De tout cela, l’article, écrit en 1967, ne parle pas, mais… Yves Bourron pressent les difficultés et tensions qui vont assaillir l’Algérie. Il parle de « sombres pronostics » ! Il évoque cette jeunesse, d’abord, avec qui il a partagé l’immense désir d’apprendre. Avec l’espoir d’un épanouissement individuel et collectif à la clé. Une jeunesse qui, dès la fin des années 60, pense à quitter le pays, déjà. Les désirs de la jeunesse ? Comme un sismographe des déséquilibres qui vont secouer le pays. Comme signe de cette liberté confisquée après tant d’années de luttes.

L’auteur a cette belle phrase, terriblement actuelle : « Et certains sont prêts à quitter le pays, trompés par leurs rêves ». Une phrase valable dès la fin des années 60 en Algérie.
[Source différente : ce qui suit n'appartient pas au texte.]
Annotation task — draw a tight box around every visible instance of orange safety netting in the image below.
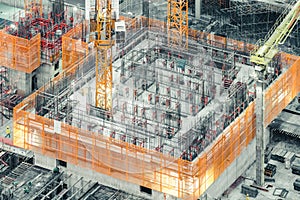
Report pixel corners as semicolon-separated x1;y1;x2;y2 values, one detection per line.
13;82;255;199
264;54;300;127
13;17;300;199
0;31;40;73
62;23;88;71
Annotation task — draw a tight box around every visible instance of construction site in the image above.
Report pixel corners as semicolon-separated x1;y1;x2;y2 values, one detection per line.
0;0;299;199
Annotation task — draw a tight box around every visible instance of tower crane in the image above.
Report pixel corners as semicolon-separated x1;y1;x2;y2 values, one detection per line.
167;0;188;48
95;0;114;111
250;0;300;186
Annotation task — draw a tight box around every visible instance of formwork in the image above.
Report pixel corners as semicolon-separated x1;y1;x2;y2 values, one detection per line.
0;31;40;73
13;17;300;199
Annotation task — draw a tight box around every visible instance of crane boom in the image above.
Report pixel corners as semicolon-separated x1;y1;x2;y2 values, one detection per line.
250;0;300;67
95;0;114;110
250;0;300;186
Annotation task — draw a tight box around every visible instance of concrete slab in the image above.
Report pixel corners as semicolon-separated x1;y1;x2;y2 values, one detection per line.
223;142;300;200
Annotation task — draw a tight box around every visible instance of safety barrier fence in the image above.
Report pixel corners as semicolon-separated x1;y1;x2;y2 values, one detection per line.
120;16;257;54
264;54;300;127
62;23;89;71
61;16;256;73
13;18;300;199
0;31;40;73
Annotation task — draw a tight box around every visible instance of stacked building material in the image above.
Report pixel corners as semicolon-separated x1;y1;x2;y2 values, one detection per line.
271;148;287;163
264;163;277;177
291;164;300;175
241;184;258;198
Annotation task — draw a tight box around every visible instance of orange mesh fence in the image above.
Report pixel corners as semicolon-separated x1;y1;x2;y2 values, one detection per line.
264;57;300;126
13;90;256;199
0;31;40;73
207;34;226;48
62;23;88;71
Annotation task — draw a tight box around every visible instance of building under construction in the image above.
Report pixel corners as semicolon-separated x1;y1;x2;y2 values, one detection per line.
0;0;300;199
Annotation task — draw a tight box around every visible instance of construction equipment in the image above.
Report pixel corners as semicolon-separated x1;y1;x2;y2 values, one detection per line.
95;0;114;110
250;1;300;68
167;0;188;48
250;0;300;186
264;163;277;177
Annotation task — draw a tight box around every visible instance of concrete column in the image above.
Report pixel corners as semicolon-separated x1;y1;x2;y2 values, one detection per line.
85;0;90;42
195;0;201;19
35;153;57;170
255;76;265;186
265;126;270;148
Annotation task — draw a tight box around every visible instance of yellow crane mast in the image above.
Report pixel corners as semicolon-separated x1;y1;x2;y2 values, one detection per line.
95;0;114;110
167;0;189;48
250;0;300;186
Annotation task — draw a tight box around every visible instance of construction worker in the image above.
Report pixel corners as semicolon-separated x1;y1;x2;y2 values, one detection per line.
5;126;11;138
246;194;250;200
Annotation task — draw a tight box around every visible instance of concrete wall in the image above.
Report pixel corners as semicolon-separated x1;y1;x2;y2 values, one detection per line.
9;68;32;96
33;136;256;200
34;152;57;170
36;62;60;90
66;163;178;200
0;0;24;8
34;152;178;200
7;61;60;96
205;139;256;199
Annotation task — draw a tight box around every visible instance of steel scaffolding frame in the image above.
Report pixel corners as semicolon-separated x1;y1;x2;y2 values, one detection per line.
13;16;299;199
222;1;284;42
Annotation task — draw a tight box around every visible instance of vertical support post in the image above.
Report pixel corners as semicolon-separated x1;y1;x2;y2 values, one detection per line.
195;0;201;19
255;71;265;186
85;0;90;42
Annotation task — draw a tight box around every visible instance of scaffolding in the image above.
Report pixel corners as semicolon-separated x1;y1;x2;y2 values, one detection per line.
62;23;89;71
2;0;83;64
0;153;148;199
24;0;43;16
0;31;41;73
13;16;300;199
222;1;284;42
199;0;300;55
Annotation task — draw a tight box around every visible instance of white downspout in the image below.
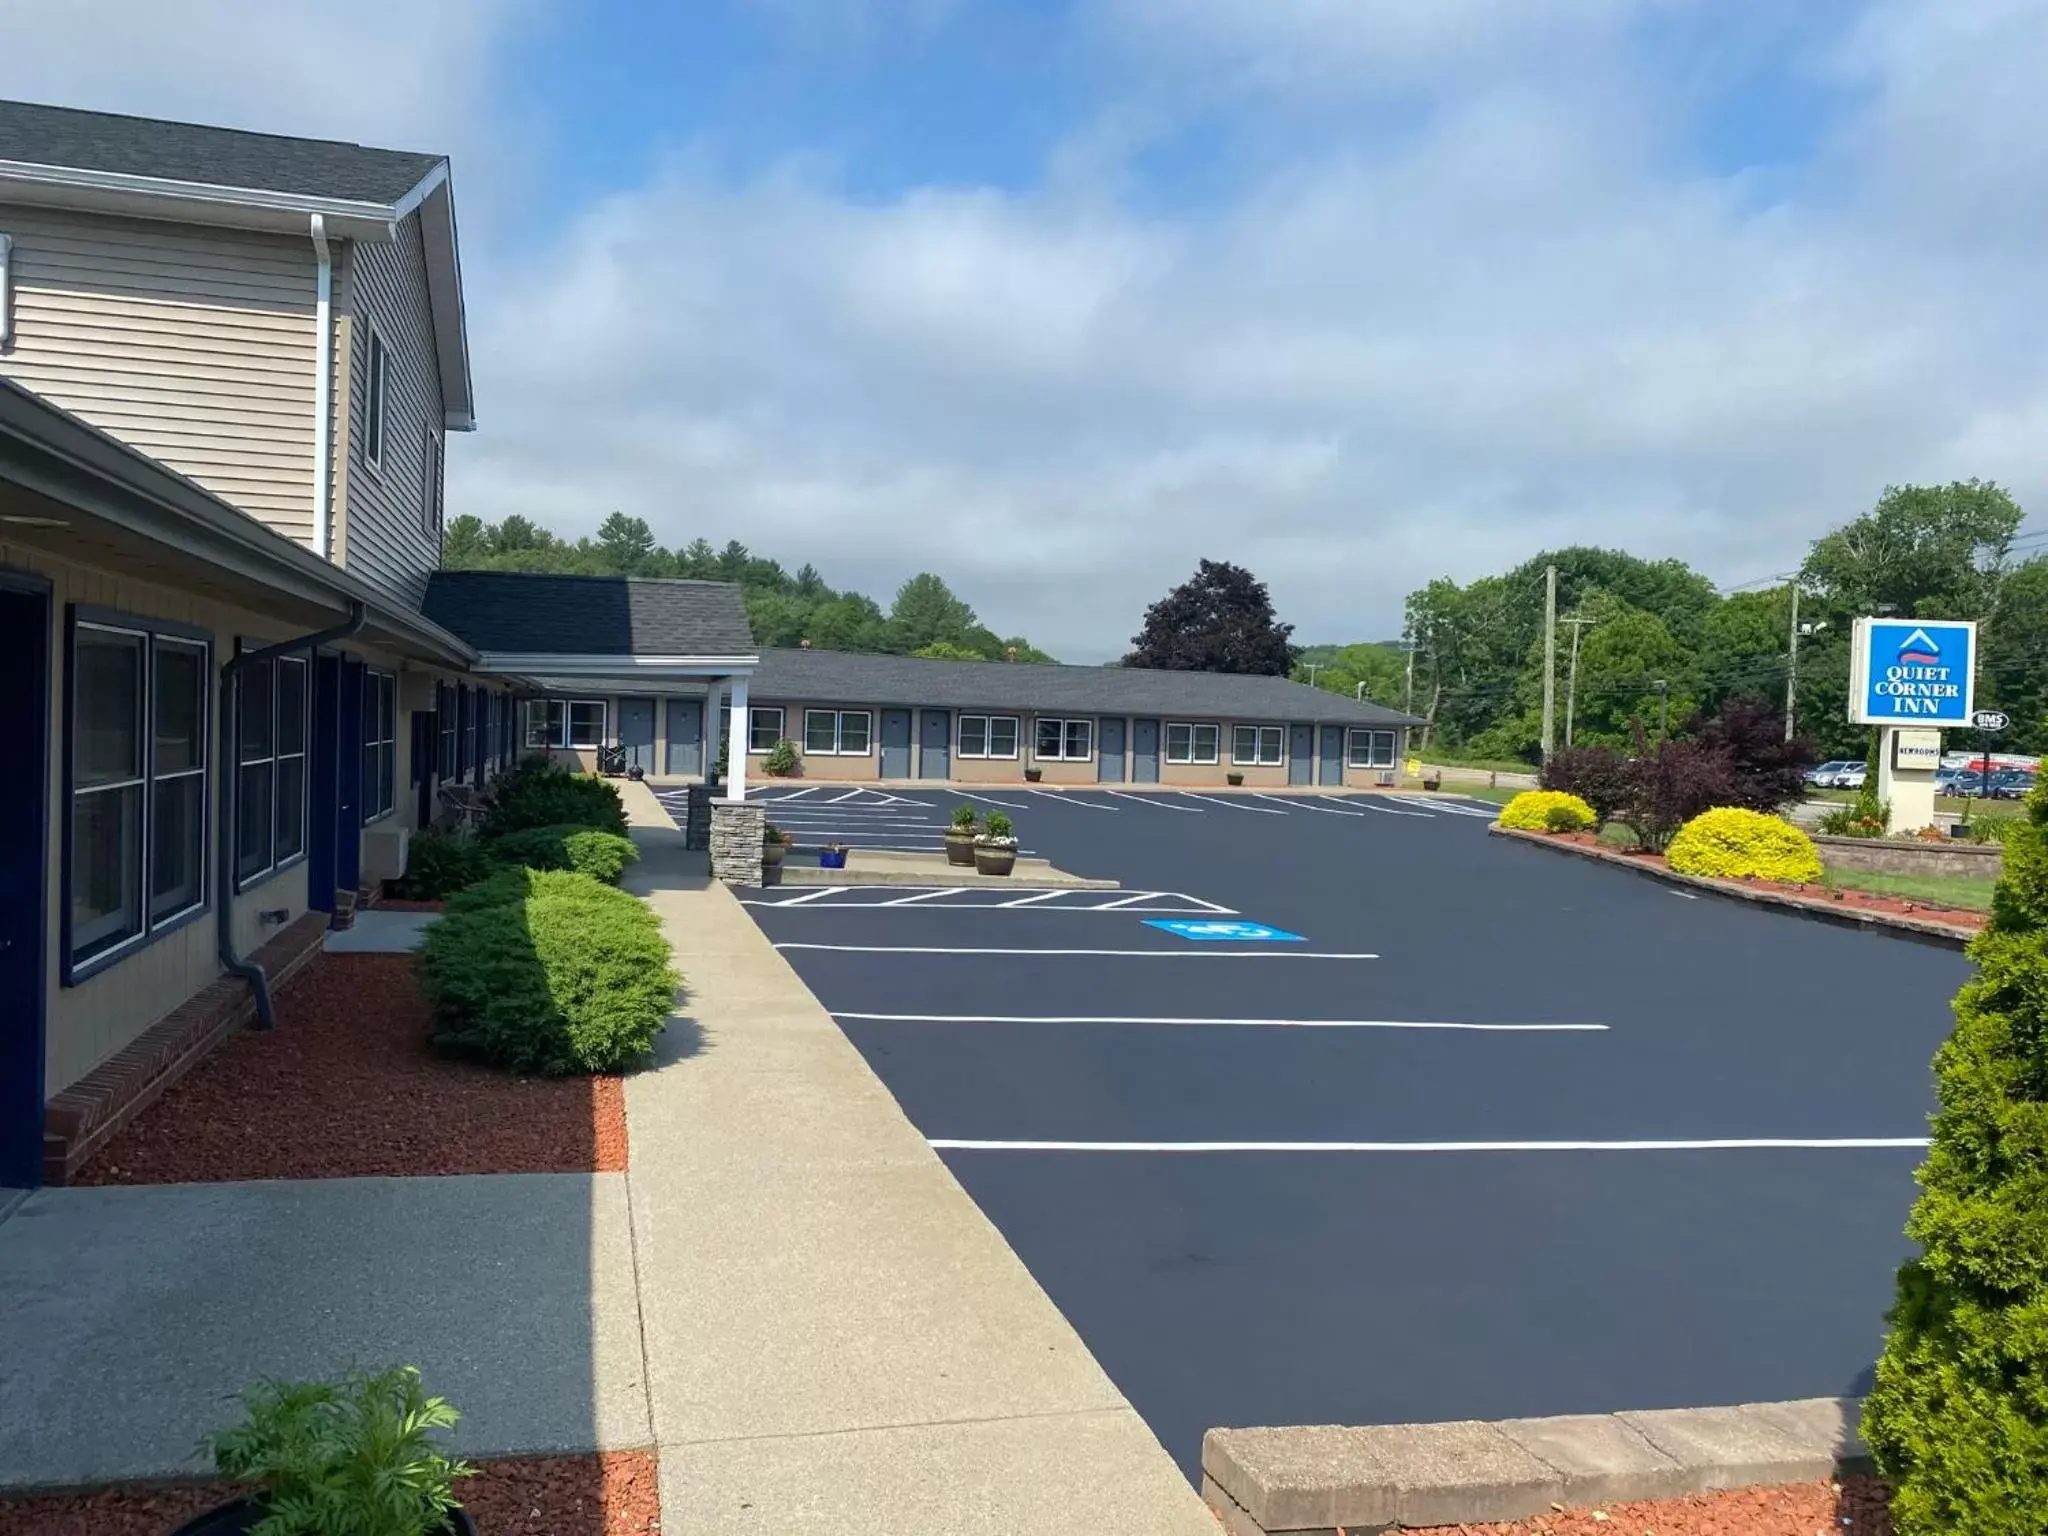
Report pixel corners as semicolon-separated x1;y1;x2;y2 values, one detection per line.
309;213;334;560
Mais aussi en Tunisie et au Maroc. Et surtout, qui reste si actuelle, en ces premières décennies du XXI° siècle, plus de 50 ans après.

Plus de 50 ans après, on sait combien les espoirs soulevés par l’accessions à l’Indépendance ont été piétinés en Algérie. L’Armée, de tout son poids, pèse sur la société et tente de verrouiller l’aspiration irrépressible à la liberté. L’argent facile du pétrole a eu raison de l’indépendance. « Pourquoi produire puisqu’on peut importer ? »
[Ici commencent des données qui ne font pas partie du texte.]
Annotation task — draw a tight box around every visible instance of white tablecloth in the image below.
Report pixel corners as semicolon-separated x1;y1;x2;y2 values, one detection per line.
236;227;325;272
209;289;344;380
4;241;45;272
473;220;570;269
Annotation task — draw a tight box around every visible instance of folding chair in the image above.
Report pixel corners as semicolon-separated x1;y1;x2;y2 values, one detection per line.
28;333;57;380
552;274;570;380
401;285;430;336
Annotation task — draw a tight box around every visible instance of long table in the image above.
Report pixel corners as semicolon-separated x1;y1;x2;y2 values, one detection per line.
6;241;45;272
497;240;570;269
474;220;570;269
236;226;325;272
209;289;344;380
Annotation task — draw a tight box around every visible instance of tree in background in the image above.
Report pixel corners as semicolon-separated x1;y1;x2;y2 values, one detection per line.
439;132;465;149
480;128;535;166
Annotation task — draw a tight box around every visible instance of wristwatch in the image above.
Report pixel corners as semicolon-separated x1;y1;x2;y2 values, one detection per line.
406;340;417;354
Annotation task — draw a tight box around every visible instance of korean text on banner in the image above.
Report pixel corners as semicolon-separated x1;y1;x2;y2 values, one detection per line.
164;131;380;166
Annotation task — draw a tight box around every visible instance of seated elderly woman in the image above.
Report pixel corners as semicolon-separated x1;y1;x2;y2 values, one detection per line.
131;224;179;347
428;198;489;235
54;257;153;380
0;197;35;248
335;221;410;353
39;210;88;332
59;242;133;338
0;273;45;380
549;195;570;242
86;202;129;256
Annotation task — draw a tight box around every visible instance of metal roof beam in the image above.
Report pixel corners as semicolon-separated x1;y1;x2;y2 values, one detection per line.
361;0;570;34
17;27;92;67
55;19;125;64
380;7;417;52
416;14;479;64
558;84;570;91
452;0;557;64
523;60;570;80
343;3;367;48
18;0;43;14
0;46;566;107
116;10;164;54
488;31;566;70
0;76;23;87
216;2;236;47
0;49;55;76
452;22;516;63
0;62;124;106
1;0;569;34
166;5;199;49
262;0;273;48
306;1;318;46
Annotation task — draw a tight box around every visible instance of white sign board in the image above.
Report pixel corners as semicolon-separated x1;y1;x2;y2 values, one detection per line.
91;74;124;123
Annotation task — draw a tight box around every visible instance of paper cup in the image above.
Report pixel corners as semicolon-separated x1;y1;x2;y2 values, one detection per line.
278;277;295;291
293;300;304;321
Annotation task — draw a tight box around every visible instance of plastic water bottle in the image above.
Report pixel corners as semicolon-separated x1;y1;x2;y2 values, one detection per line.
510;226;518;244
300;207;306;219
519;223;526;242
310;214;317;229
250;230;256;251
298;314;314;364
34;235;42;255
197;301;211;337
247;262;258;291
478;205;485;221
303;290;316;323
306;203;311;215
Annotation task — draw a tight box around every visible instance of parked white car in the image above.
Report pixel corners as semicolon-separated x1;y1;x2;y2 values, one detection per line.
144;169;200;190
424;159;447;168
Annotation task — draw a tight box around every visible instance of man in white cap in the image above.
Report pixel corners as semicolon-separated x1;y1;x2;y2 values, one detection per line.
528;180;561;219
L’Histoire n’est jamais définitivement fermée. En Algérie aujourd’hui, le Hirak, le « Mouvement », reprend le flambeau de la lutte pour la liberté et l’Indépendance. Avec d’autres moyens, pour d’autres fins. Des écrivains, des artistes, chantent ces énergies nouvelles…

Merci à l’auteur, Yves Bourron, d’avoir fait revivre en 1967 ces hommes, ces femmes, qui ont écrit leur pays l’Algérie, leurs douleurs, leurs espoirs. Leurs écrits font partie du patrimoine du Maghreb. Et plus largement, de la Méditerranée, de l’histoire des peuples qui compose cette mer. Merci à lui de m’avoir fait parvenir ce numéro d’Etudes en 2021 et de permettre que plus de 50 ans après, on parle de ces écrivains. Pour passer le relai aux générations actuelles, qui se sont mises en Mouvement !

Jacques Ould Aoudia, Économiste, Vice président de l’association franco marocaine « Migrations et développement ».